Probable role of spinal purinoceptors in the analgesic effect of Trigonella foenum (TFG) leaves extract

In our previous work, we demonstrated that Trigonella foenum (TFG) leaves extract can exert analgesic effects in both formalin (F.T.) and tail flick (T.F.) tests. Spinal serotonergic system, but not endogenous opioid system, was involved in TFG induced analgesia (in the second phase of formalin test). Some reports concern the similarity between NSAIDs and TFG extract in many pharmacological effects or the interaction between NSAIDs and purinergic system; so the present study was designed to investigate the relationship between TFG extract and purinergic system or the inhibition of cyclo-oxygenase (COX).

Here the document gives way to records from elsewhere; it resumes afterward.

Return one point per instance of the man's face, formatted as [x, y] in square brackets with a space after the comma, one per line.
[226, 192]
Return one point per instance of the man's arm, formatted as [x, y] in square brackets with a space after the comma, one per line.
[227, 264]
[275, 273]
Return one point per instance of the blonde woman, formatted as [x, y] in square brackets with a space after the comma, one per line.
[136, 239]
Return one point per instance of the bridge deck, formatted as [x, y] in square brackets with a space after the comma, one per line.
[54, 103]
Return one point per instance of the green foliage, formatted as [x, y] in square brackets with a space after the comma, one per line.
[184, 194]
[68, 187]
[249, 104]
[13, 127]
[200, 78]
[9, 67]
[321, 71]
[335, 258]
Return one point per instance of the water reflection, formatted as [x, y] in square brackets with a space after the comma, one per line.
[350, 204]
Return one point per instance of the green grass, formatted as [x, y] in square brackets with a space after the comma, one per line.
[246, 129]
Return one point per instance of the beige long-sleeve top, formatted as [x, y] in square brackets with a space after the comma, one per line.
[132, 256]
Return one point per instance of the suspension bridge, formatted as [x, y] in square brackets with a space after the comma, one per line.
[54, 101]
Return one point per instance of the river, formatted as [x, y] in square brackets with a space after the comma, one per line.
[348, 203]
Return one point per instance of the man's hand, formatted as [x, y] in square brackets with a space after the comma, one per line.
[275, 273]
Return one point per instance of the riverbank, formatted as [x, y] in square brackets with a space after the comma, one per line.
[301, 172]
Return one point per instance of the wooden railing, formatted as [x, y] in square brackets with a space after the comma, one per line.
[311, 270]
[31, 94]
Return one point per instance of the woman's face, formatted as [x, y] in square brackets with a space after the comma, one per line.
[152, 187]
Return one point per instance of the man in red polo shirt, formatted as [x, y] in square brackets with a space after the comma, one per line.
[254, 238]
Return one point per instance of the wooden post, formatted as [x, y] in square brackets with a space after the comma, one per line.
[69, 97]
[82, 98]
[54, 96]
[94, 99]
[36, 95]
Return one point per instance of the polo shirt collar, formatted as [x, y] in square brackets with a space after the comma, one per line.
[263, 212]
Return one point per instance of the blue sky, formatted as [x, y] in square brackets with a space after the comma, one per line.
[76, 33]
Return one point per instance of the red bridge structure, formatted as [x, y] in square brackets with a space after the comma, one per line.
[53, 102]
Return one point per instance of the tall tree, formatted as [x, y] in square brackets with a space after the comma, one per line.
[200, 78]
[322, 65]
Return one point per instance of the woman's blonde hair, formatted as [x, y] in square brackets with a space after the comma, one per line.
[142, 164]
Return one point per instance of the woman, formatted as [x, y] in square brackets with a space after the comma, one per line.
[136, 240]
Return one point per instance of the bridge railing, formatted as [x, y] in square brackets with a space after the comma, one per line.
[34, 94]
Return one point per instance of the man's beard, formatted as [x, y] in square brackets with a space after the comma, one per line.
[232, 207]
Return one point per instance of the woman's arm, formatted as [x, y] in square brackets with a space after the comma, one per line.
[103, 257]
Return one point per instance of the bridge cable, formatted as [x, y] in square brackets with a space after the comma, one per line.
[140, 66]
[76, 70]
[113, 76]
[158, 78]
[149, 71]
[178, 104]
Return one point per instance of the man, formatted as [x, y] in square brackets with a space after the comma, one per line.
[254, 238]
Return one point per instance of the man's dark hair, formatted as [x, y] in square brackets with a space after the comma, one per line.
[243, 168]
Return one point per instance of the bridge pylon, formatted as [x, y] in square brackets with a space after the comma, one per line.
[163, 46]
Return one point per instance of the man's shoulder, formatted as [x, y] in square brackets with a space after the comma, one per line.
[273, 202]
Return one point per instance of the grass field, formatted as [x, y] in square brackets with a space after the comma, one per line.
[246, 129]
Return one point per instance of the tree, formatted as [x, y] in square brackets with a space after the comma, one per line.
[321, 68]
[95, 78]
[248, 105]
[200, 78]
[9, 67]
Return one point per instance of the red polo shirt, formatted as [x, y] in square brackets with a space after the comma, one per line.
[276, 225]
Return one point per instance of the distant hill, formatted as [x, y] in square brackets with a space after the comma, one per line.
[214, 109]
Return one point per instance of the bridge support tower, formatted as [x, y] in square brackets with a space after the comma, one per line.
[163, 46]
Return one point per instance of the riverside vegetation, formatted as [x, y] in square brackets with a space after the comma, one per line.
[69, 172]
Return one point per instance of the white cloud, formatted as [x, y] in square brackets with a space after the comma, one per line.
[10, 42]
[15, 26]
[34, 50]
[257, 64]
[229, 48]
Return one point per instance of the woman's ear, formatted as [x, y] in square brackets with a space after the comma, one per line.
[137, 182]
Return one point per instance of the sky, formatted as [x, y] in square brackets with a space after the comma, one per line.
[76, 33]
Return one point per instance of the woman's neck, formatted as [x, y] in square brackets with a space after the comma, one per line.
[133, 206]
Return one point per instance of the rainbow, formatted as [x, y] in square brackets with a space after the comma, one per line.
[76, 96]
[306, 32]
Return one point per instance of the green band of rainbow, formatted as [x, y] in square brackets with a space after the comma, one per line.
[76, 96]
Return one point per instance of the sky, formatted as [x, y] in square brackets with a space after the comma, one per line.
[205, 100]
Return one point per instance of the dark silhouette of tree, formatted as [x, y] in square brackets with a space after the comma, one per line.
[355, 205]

We examined the effect of TFG extract on: (1) the response of rabbit platelets to ADP induced aggregation, (2) the contraction of mouse vas deferens induced by α,β-Me-ATP (a P2 receptor agonist; this receptor mediates the rapid phase of ADP- and ATP-evoked influx of Ca2+ through a non-specific cation channel in platelets), (3) α,β-Me-ATP induced hyperalgesia in tail flick test in male rats and (4) the specific inhibition of COX-1 and COX-2. Our results showed that TFG extract (0.5, 1, 1.5, 3 mg/ml) inhibited ADP (10−5 mol) induced platelet aggregation (IC50 = 1.28 mg/ml). α,β-Me-ATP (30 μM) induced isometric contraction in vas deferens while suramin (a P2 receptor antagonist, 50, 150, 300 μM) or TFG extract (0.5, 1, 2, 3 mg/ml) inhibited this effect significantly (IC50 were 91.07 μM and 1.57 mg/ml, respectively). Moreover, α,β-Me-ATP (3 μg/rat, i.t.) induced hyperalgesia in tail flick test, but it was prevented by co-injection of α,β-Me-ATP with suramin (120 μg/rat, i.t.) or TFG extract (1 mg/rat, i.t.). Effective concentrations of TFG extract in the above mentioned experiments did not inhibit COX enzymes in EIA tests. In conclusion, these results indicate that the blocking of spinal purinoceptors may contribute in the analgesic effect of TFG leaves extract.